Sólo desde la autonomía estratégica y táctica se podrá garantizar la entrada en una nueva fase de recomposición de una izquierda que, como se proponía en una reciente declaración de Anticapitalistas, apueste por “elaborar nuevos discursos pero, sobre todo, nuevas estrategias políticas de calado capaces de reorganizar las filas populares, dotarlas de instrumentos de lucha y generar nuevas ilusiones en pos de un proyecto de sociedad soberana”. A lo que me permito añadir, recordando a Javier Muguerza, fallecido este 10 de abril, que entre esos instrumentos el derecho al disenso y, por tanto, a la desobediencia frente a leyes y sentencias injustas, deberá ser, ahora más que nunca, de obligado cumplimiento ético en más de una ocasión.

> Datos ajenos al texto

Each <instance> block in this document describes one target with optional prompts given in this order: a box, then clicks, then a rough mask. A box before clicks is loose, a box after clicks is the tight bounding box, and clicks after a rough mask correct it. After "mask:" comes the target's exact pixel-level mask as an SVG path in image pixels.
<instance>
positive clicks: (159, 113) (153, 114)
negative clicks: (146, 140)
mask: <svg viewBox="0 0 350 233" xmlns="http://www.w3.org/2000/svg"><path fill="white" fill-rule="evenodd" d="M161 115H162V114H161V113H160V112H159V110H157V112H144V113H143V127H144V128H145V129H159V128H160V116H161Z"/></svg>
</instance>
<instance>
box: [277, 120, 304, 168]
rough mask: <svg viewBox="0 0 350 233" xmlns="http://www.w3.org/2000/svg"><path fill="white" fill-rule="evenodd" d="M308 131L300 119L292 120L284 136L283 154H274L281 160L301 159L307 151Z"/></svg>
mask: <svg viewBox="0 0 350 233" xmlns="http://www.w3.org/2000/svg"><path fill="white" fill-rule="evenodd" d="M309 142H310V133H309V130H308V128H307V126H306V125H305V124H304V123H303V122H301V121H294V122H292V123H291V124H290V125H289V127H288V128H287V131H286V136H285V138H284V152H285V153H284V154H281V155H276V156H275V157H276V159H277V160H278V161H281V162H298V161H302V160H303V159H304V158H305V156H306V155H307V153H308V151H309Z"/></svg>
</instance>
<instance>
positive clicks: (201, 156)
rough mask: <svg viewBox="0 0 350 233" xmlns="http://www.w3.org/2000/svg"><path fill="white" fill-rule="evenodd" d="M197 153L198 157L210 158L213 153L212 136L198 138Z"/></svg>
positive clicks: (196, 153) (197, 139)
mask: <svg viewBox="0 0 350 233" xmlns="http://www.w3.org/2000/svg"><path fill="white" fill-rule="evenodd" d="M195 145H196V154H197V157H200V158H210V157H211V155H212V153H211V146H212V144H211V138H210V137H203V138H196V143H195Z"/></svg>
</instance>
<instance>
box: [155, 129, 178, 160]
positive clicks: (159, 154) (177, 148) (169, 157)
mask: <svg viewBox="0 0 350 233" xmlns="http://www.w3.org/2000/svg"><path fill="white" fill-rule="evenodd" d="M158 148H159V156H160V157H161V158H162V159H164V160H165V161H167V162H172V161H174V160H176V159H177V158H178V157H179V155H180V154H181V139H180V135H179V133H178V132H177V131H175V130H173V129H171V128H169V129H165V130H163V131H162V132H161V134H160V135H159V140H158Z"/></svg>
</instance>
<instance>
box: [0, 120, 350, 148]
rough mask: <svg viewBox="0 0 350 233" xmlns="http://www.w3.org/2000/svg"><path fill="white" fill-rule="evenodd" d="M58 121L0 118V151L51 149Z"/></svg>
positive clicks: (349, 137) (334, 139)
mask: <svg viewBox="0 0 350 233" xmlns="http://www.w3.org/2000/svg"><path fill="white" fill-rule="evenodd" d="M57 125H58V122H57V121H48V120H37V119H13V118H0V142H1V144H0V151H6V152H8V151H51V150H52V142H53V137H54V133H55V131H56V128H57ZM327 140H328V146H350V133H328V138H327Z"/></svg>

Todo este panorama a escala estatal se desarrolla en un contexto más general en el que la incertidumbre sobre cuándo llegará la próxima gran recesión sigue caracterizando el impasse en que se encuentra un capitalismo financiarizado en plena “desaceleración sincronizada”, con palabras de la directora del FMI. Una institución que, como siempre, sólo está empeñada en imponer los dictados de una deudocracia que en nuestro caso insiste en exigir una mayor “disciplina presupuestaria” (léase: más contrarreformas de pensiones y laborales). Un escenario al que en el caso europeo hay que sumar el interminable Brexit y el estancamiento del motor alemán en medio de una mayor competencia comercial entre grandes potencias mientras el Sur global sigue empobreciéndose y desangrándose. Procesos todos ellos que no nos pueden hacer olvidar la principal amenaza para la sostenibilidad de la vida en el planeta que supone el cambio climático, reconocido ahora por el propio Banco Mundial únicamente como “el riesgo clave que podría rebajar la potencial producción global en el medio plazo”. Porque, como siempre, la preocupación de la plutocracia global no es la vida, amenazada por el depredador productivismo capitalista, como acertadamente denuncia el nuevo movimiento estudiantil emergente en Europa con sus viernes por el clima, sino el fin del mito del crecimiento.